Submitted to: Plant Biotechnology Journal
Publication Type: Peer Reviewed Journal
Publication Acceptance Date: 11/12/2021
Publication Date: 4/1/2022
Citation: Cavanagh, A.P., South, P.F., Bernacchi, C.J., Ort, D.R. 2022. Alternative pathway to photorespiration protects growth and productivity at elevated temperatures in a model crop. Plant Biotechnology Journal. 20(4):711-721. https://doi.org/10.1111/pbi.13750.

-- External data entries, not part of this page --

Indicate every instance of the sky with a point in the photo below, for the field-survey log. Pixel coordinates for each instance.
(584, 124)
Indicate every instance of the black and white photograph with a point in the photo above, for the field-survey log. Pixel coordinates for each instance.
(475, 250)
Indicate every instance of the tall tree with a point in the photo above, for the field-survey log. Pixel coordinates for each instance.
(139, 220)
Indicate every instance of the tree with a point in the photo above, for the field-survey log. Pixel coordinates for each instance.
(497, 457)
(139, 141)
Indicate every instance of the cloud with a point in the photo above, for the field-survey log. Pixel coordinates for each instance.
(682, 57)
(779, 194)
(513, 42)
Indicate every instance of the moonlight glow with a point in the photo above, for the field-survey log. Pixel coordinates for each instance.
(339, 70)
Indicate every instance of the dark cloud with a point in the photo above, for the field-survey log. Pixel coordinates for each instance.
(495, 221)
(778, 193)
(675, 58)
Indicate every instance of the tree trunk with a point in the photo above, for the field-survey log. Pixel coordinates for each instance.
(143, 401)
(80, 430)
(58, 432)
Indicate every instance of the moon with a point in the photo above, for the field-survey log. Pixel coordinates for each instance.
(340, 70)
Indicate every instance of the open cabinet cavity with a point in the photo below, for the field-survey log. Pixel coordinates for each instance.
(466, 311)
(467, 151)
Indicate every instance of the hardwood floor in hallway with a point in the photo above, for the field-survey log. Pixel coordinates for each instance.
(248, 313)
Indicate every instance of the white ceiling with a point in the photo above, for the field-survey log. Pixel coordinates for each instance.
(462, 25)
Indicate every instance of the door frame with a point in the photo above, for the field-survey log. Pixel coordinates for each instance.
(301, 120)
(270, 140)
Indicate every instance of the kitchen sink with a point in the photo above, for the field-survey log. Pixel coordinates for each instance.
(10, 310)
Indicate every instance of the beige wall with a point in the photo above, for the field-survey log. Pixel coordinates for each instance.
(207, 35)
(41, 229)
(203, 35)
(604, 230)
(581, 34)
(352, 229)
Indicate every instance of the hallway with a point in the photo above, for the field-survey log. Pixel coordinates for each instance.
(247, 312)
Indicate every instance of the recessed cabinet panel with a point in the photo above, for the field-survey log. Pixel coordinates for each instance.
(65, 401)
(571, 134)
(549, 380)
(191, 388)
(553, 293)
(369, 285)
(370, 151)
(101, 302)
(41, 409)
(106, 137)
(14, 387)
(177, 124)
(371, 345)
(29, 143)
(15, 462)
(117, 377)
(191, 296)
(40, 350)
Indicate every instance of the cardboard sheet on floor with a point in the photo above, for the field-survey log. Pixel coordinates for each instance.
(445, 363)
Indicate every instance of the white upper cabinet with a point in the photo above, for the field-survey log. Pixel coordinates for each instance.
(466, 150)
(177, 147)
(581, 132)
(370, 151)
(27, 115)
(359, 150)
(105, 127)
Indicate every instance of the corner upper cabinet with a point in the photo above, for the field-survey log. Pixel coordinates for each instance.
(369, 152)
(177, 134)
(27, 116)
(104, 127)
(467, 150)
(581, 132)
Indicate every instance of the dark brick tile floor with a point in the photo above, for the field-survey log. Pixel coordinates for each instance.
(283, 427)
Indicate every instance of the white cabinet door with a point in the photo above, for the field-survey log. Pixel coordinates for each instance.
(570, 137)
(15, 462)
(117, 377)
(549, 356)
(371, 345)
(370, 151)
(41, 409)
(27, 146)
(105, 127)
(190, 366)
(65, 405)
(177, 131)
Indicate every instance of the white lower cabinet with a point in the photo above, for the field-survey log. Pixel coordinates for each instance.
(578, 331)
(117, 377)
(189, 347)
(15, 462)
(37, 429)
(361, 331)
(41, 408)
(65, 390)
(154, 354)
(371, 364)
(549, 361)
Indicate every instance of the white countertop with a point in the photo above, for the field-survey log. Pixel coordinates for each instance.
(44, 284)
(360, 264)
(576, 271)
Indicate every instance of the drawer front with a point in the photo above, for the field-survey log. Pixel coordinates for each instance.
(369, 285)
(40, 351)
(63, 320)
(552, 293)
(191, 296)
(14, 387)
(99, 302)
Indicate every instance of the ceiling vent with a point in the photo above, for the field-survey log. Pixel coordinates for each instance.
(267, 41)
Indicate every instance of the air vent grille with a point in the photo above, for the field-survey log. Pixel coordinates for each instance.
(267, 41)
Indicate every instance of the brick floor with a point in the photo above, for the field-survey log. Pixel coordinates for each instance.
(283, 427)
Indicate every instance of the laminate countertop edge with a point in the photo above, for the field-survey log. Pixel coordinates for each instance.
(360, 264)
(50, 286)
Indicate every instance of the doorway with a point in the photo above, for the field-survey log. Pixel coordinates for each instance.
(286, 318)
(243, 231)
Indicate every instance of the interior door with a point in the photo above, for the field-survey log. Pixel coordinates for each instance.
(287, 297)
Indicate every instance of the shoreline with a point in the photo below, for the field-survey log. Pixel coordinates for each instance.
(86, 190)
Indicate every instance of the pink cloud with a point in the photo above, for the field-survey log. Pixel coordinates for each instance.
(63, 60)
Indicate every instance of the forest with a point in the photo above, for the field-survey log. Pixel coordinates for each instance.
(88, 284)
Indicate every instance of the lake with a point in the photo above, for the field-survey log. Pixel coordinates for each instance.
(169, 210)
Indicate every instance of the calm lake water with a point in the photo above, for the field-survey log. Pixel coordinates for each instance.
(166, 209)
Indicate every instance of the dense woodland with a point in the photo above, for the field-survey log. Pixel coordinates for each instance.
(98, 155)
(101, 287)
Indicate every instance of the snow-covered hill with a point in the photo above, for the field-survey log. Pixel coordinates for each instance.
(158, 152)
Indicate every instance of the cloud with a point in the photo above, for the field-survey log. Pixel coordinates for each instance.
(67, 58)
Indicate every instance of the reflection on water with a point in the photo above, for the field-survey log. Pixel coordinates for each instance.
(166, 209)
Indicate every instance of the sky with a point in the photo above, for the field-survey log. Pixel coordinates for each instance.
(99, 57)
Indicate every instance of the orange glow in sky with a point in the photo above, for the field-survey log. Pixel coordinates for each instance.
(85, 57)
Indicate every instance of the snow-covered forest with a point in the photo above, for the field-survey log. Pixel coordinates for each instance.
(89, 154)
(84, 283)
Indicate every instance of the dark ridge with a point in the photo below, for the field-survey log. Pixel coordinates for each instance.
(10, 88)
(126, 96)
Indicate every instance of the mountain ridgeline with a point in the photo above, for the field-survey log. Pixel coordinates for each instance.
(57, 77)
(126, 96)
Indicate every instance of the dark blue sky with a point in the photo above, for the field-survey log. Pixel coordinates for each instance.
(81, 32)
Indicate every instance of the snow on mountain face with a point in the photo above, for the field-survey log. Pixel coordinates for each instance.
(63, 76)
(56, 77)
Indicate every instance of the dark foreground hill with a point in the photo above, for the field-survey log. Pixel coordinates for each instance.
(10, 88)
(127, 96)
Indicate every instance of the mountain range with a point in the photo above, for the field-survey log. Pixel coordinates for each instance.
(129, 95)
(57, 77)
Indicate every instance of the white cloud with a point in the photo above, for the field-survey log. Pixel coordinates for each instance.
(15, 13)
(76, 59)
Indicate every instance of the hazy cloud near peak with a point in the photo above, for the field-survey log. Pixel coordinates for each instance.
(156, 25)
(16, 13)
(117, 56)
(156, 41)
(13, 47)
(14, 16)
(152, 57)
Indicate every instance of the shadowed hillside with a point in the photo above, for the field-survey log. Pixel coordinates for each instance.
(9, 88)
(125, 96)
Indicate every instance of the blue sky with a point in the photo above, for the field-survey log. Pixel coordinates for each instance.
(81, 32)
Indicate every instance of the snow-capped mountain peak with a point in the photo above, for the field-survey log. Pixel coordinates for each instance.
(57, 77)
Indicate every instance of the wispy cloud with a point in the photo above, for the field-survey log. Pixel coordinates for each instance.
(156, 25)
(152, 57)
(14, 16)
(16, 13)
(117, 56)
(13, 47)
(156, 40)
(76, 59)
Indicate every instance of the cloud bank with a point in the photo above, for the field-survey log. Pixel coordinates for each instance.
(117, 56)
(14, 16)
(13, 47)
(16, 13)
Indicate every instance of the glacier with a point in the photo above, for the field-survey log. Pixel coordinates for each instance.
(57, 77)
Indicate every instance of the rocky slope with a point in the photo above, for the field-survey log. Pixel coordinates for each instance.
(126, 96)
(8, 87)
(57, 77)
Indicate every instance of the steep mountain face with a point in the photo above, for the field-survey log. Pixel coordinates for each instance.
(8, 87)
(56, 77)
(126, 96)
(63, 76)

DOI: https://doi.org/10.1111/pbi.13750

Interpretive Summary: Crops are very sensitive to the extreme temperatures that are certainly going to become more common with the current global change trajectory. Efforts to stop global warming are lagging, which requires significant effort to adapt crops to extreme conditions to secure future global food supplies. This research uses a genetically modified model crop species, tobacco, that has altered photosynthesis pathways that are predicted to improve resilience in high temperature. The modification bypasses a natural pathway dealing with toxins that form in leaves at high temperatures. The new pathway uses less energy to remove the toxins and is predicted to confer resilience to higher temperatures. These plants were grown in an agricultural field using standard agronomic practices but with infrared heating arrays causing the plants to grow in hotter conditions. The control plants had decreases in growth and yield in hot growth environments, but the plants with the altered pathway had higher photosynthesis and higher biomass than the control plants. These results suggest that improving photosynthesis can potentially benefit crop resilience to global warming and lead to improved food security.

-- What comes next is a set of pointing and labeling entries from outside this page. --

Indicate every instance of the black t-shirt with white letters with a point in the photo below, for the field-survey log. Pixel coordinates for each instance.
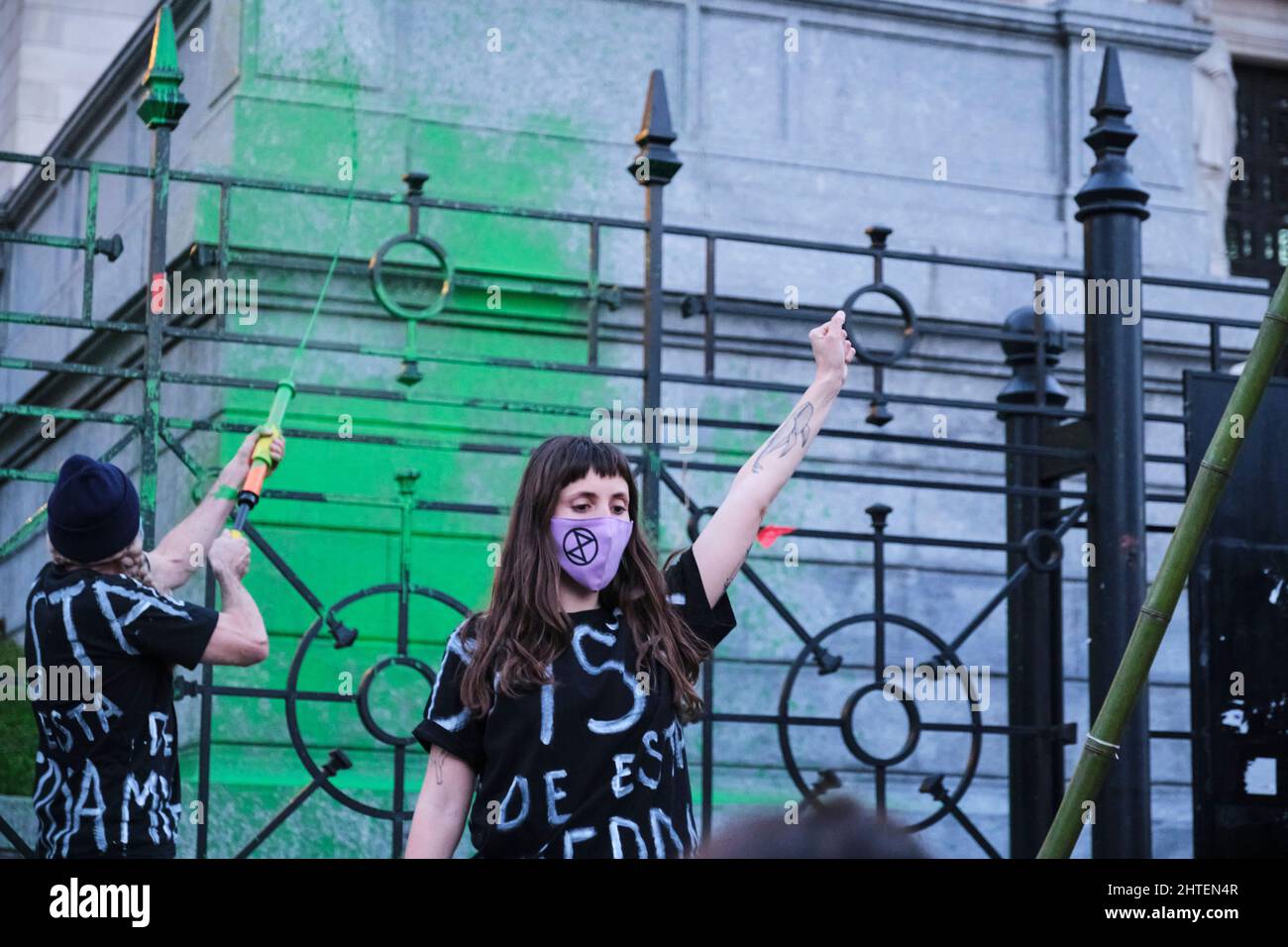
(592, 766)
(107, 779)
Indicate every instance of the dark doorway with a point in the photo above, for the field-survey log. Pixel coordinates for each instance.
(1239, 633)
(1256, 224)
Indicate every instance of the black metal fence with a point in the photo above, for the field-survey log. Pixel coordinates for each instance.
(1041, 442)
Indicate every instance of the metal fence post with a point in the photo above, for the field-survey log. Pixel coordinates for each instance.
(1112, 206)
(160, 111)
(1034, 664)
(653, 167)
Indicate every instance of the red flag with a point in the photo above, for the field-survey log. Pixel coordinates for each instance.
(767, 535)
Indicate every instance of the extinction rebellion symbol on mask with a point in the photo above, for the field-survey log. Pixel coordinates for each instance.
(576, 544)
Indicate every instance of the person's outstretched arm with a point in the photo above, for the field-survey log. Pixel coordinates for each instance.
(722, 545)
(445, 797)
(171, 562)
(240, 637)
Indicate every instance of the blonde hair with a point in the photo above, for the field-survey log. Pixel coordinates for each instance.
(127, 562)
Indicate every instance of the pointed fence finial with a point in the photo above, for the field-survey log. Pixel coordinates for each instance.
(656, 162)
(1112, 185)
(163, 105)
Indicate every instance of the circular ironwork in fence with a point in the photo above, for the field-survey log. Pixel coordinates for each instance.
(362, 699)
(385, 296)
(910, 325)
(845, 719)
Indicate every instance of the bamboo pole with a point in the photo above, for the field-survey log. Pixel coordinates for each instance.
(1132, 677)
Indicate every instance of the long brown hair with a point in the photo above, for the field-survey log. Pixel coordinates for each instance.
(526, 628)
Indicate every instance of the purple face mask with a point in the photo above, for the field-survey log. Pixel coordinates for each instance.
(590, 551)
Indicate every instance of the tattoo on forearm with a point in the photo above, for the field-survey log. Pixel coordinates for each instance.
(790, 432)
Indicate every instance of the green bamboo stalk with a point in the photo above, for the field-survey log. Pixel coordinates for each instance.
(1155, 613)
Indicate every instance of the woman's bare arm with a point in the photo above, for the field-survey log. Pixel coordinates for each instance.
(722, 545)
(445, 800)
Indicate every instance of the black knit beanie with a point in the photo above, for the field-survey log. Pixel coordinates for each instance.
(93, 510)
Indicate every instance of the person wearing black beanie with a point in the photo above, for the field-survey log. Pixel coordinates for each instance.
(103, 637)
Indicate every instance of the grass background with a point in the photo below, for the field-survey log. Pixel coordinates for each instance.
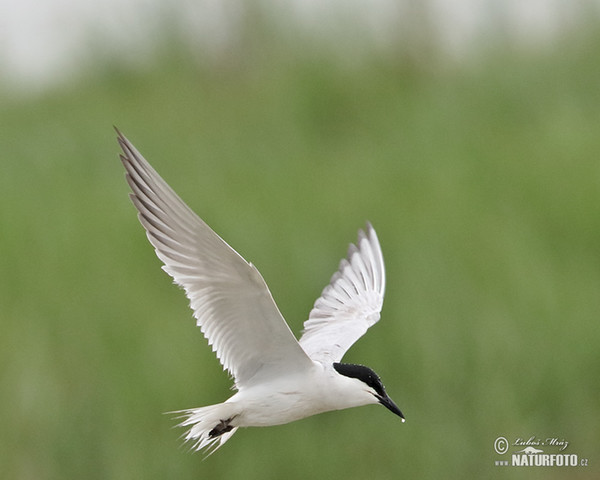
(482, 180)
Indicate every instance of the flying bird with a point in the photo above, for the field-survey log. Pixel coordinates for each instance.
(278, 378)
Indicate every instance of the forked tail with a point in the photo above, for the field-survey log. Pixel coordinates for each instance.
(210, 426)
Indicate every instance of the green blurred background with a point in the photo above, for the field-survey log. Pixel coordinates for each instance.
(482, 179)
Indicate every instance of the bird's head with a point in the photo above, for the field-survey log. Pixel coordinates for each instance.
(370, 383)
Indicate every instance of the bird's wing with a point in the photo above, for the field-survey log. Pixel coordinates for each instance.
(350, 304)
(231, 301)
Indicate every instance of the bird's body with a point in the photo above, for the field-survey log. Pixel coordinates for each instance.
(278, 379)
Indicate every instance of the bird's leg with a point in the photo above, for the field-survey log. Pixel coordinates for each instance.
(222, 427)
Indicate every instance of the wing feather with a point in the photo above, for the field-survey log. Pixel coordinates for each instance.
(350, 304)
(230, 299)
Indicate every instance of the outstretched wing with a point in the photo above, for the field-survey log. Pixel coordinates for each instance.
(350, 304)
(231, 301)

Technical Abstract: Adapting crops to warmer growing season temperatures is a major challenge in mitigating the impacts of climate change on crop production. Warming temperatures drive greater evaporative demand and can directly interfere with both reproductive and vegetative physiological processes. Most of the world’s crop species have C3 photosynthetic metabolism for which increasing temperature means higher rates of photorespiration, wherein the enzyme responsible for fixing CO2 fixes O2 instead followed by an energetically costly recycling pathway that spans several cell compartments. In C3 crops like wheat, rice and soybean, photorespiration translates into large yield losses that are predicted to increase as global temperature warms. Engineering less energy-intensive alternative photorespiratory pathways into crop chloroplasts drives increases in C3 biomass production under agricultural field conditions, but the efficacy of these pathways in mitigating the impact of warmer growing temperatures has not been tested. We grew tobacco plants expressing an alternative photorespiratory pathway under current and elevated temperatures (+5°C) in agricultural field conditions. Engineered plants exhibited higher photosynthetic quantum efficiency under heated conditions than the control plants, and produced 26% (between 16-37%) more total biomass than WT plants under heated conditions, compared to 11% (between 5-17%) under ambient conditions. That is, engineered plants sustained 15% (between 11 – 21%) less yield loss under heated conditions compared to non-engineered plants. These results support the theoretical predictions of temperature impacts on photorespiratory losses and provide insight toward the optimization strategies required to help sustain or improve C3 crop yields in a warming climate.